Technology
Google is laying off employees, Tesla is canning its Supercharger team, and UnitedHealthcare is revealing security vulnerabilities
Welcome to Week in Review (WiR), TechCrunch’s regular newsletter summarizing the week in technology. This release is a bit bittersweet for me – it would be my last (a minimum of for some time). I’ll soon be shifting my focus to a brand new AI newsletter that I’m very enthusiastic about. Stay tuned for further information!
Now, let’s get to the news: This week, Google laid off employees from its Flutter, Dart, and Python teams just weeks before its annual I/O developer conference. In total, 200 people from Google’s “core” teams were laid off, including people working on application platforms and other engineering roles.
Elsewhere, Tesla CEO Elon Musk has gutted the corporate’s team answerable for overseeing its supercharger station network in a brand new round of layoffs – despite recently bringing in major automakers like Ford and General Motors. The cuts are so complete that Musk suggested in an email that they might force Tesla to slow the rollout of its Supercharger network.
UnitedHealthcare CEO Andrew Witty told a House subcommittee that the ransomware gang that breached US health tech giant Change Healthcare – a subsidiary of UnitedHealthcare – used a set of stolen credentials to realize access to Change Healthcare systems that didn’t were protected by multi-factor authentication. Last week, UnitedHealthcare reported that hackers had stolen health data for “a significant portion of people in America.”
Many other things happened. We sum all of it up on this issue of WiR – but first, let’s remind you to enroll in the WiR newsletter every Saturday.
News
Hallucinations, hallucinations: OpenAI faces one other privacy grievance within the EU. This one – filed by a nonprofit privacy rights organization night on behalf of a person complainant – targets the shortcoming of the AI-powered ChatGPT chatbot to correct misinformation about individuals that it generates.
Just get out… of Sam’s Club: Sam’s Club customers who pay on the register or via the Scan & Go mobile app can now leave the shop without having to double-check their purchases. Technology, exposed at January’s Consumer Electronics Show, it has already been implemented in 20% of Sam’s Club locations.
TikTok bypasses Apple’s rules: TikTok provides some users with a link to a web site where they should purchase coins used to tip digital creators on the platform. Typically, these coins have to be purchased via an in-app purchase – which requires a 30% commission paid to Apple – suggesting that TikTok could also be attempting to bypass Apple’s App Store rules.
NIST’s GenAI Platform: The National Institute of Standards and Technology (NIST), an agency of the U.S. Department of Commerce that develops and tests technologies for the U.S. government, businesses and most people, has launched NIST GenAI, a brand new program to judge generative artificial intelligence technologies, including text-based technologies and artificial image generating intelligence.
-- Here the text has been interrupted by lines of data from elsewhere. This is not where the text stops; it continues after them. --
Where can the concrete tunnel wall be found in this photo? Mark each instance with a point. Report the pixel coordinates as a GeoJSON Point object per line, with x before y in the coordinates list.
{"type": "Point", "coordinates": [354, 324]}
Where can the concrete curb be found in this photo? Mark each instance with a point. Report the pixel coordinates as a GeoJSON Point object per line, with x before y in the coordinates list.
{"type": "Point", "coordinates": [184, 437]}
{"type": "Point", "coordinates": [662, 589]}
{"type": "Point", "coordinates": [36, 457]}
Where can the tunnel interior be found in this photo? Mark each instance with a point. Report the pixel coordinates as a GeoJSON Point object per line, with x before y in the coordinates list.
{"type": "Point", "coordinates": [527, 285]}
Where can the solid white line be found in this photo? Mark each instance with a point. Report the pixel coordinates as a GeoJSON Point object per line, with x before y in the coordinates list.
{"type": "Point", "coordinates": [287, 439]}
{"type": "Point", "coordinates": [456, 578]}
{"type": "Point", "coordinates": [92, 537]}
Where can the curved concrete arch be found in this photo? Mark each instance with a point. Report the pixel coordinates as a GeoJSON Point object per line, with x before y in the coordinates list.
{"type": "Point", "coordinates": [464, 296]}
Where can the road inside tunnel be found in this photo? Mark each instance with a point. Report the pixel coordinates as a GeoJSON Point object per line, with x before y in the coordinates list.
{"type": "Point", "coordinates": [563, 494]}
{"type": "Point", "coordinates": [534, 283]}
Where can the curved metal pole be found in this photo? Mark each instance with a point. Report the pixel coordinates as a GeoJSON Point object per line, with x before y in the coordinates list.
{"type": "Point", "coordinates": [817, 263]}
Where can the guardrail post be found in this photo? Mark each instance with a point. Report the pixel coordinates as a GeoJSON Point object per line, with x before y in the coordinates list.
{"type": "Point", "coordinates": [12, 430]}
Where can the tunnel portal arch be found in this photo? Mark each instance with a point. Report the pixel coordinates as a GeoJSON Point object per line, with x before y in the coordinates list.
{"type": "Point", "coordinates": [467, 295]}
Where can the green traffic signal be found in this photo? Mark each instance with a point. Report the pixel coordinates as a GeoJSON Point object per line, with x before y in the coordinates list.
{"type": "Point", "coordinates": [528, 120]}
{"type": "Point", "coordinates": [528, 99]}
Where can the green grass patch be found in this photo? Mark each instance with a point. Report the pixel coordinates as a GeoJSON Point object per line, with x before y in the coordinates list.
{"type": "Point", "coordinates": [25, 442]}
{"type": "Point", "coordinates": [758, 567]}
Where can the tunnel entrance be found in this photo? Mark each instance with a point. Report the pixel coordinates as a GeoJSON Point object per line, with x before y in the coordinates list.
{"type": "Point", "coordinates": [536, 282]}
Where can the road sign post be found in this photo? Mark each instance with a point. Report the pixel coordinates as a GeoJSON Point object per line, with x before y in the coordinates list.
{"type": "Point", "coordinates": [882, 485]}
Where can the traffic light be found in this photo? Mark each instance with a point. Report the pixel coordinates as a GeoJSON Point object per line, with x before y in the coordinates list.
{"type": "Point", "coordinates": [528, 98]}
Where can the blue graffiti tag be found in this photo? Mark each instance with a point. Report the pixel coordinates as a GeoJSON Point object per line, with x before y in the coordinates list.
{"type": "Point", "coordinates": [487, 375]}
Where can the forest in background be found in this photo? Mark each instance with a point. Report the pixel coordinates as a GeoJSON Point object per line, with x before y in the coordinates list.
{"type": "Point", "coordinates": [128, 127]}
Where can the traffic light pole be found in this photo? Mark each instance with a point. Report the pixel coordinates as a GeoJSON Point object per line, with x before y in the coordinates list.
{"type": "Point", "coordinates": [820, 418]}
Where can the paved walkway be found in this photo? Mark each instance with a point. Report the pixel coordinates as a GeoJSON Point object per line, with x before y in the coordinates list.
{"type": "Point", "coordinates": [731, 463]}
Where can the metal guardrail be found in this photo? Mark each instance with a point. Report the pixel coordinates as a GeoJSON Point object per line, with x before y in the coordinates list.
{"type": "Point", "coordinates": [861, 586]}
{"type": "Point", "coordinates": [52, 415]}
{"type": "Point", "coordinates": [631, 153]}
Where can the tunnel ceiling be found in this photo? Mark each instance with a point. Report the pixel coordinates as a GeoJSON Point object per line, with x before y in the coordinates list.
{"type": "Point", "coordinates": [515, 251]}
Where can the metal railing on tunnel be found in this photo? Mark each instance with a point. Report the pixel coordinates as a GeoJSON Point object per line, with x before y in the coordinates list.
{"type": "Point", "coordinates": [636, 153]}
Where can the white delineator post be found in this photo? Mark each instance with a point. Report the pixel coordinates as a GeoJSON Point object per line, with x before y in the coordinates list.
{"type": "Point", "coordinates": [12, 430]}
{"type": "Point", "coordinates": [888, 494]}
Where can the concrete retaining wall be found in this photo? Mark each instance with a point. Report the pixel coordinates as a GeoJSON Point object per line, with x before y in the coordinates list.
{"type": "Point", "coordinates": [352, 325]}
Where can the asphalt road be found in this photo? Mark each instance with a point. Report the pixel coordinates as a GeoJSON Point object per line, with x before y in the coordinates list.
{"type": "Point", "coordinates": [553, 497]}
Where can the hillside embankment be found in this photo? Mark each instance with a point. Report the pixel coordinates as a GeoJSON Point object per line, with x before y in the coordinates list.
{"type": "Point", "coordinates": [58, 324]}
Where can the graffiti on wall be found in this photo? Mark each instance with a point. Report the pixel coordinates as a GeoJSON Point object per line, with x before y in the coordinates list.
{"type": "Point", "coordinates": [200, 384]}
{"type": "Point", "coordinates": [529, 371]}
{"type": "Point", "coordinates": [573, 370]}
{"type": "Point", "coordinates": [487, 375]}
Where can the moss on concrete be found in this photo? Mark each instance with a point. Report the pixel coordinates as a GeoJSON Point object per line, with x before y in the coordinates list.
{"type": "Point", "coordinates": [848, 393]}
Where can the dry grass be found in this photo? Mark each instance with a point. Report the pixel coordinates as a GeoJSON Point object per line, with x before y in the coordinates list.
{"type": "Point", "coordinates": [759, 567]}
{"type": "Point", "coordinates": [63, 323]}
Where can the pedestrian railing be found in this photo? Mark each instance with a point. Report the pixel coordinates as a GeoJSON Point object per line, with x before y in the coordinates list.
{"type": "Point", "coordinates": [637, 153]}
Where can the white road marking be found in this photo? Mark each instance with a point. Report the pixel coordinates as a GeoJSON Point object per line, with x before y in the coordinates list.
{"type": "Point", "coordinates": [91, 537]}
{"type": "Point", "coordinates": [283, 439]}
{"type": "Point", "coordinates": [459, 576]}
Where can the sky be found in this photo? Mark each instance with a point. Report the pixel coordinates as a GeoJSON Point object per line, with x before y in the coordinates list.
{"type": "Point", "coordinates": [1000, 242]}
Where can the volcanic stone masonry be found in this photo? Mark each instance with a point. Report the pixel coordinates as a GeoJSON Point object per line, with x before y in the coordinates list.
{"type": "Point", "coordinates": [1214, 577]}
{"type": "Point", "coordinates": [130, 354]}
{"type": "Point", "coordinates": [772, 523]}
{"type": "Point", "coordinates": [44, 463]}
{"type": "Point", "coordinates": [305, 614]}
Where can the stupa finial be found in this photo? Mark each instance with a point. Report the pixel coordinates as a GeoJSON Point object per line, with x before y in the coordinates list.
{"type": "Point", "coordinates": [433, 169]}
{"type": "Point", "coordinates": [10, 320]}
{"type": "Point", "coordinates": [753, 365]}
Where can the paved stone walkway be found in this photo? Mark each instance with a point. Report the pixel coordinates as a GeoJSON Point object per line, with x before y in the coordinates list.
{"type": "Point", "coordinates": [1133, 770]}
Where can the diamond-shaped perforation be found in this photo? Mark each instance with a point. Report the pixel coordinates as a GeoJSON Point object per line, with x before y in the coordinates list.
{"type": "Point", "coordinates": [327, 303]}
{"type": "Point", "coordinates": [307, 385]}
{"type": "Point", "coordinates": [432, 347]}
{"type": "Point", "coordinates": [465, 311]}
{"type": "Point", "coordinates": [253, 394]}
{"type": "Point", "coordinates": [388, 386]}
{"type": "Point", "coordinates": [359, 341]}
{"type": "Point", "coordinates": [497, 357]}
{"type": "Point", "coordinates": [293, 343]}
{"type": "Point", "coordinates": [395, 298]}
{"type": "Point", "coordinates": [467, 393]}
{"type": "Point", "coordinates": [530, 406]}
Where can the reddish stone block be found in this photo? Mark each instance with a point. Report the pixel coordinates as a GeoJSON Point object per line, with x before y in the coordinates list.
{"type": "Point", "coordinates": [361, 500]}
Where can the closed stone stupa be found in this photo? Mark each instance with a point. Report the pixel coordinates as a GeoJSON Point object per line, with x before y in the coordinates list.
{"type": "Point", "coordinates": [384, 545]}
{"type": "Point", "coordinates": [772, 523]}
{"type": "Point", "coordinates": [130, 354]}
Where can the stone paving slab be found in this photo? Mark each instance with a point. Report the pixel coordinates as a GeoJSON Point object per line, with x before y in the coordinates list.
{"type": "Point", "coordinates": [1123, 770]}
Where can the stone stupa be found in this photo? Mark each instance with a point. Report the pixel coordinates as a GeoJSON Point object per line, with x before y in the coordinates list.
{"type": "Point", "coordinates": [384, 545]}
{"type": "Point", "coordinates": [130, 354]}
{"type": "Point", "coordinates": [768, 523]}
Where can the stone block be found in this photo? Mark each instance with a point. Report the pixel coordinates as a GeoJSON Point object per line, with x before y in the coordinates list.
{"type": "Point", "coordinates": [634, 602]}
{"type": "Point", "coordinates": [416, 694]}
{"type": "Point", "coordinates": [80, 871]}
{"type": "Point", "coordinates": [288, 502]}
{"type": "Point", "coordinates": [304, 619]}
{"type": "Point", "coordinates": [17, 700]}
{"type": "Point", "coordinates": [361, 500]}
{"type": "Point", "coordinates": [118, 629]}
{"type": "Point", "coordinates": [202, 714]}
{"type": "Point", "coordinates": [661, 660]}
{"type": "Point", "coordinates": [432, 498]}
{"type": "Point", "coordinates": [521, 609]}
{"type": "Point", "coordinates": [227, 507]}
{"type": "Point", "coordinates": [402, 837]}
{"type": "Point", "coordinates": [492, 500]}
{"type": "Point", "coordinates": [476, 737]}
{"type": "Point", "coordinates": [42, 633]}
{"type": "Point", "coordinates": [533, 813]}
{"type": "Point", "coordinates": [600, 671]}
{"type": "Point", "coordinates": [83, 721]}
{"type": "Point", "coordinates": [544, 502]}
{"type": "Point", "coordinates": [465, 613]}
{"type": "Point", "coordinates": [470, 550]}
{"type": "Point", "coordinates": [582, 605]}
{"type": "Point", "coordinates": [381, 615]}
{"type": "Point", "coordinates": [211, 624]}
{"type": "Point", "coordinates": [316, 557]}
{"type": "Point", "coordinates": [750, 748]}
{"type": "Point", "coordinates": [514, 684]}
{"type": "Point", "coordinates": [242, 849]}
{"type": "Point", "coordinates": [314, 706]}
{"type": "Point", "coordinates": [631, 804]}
Getir draws out: Getir, the fast-trading giant, has withdrawn from the US, UK and Europe to deal with Turkey, its home country. The company – once valued at nearly $12 billion – said the move would impact hundreds of salaried and full-time employees.
Analysis
About Techstars’ Cold War: Dom’s stellar reporting pulls back the curtain on a 12 months of monetary losses and staff cuts at startup accelerator Techstars, whose CEO, Maëlle Gavet, has been a controversial force for change.
AI-based coding: Yours is really taking a look at Copilot Workspace, which is kind of an evolution of GitHub’s AI-powered coding assistant Copilot right into a more general tool — constructing on recently introduced features like Copilot Chat, which allows developers to ask questions on their code in natural language.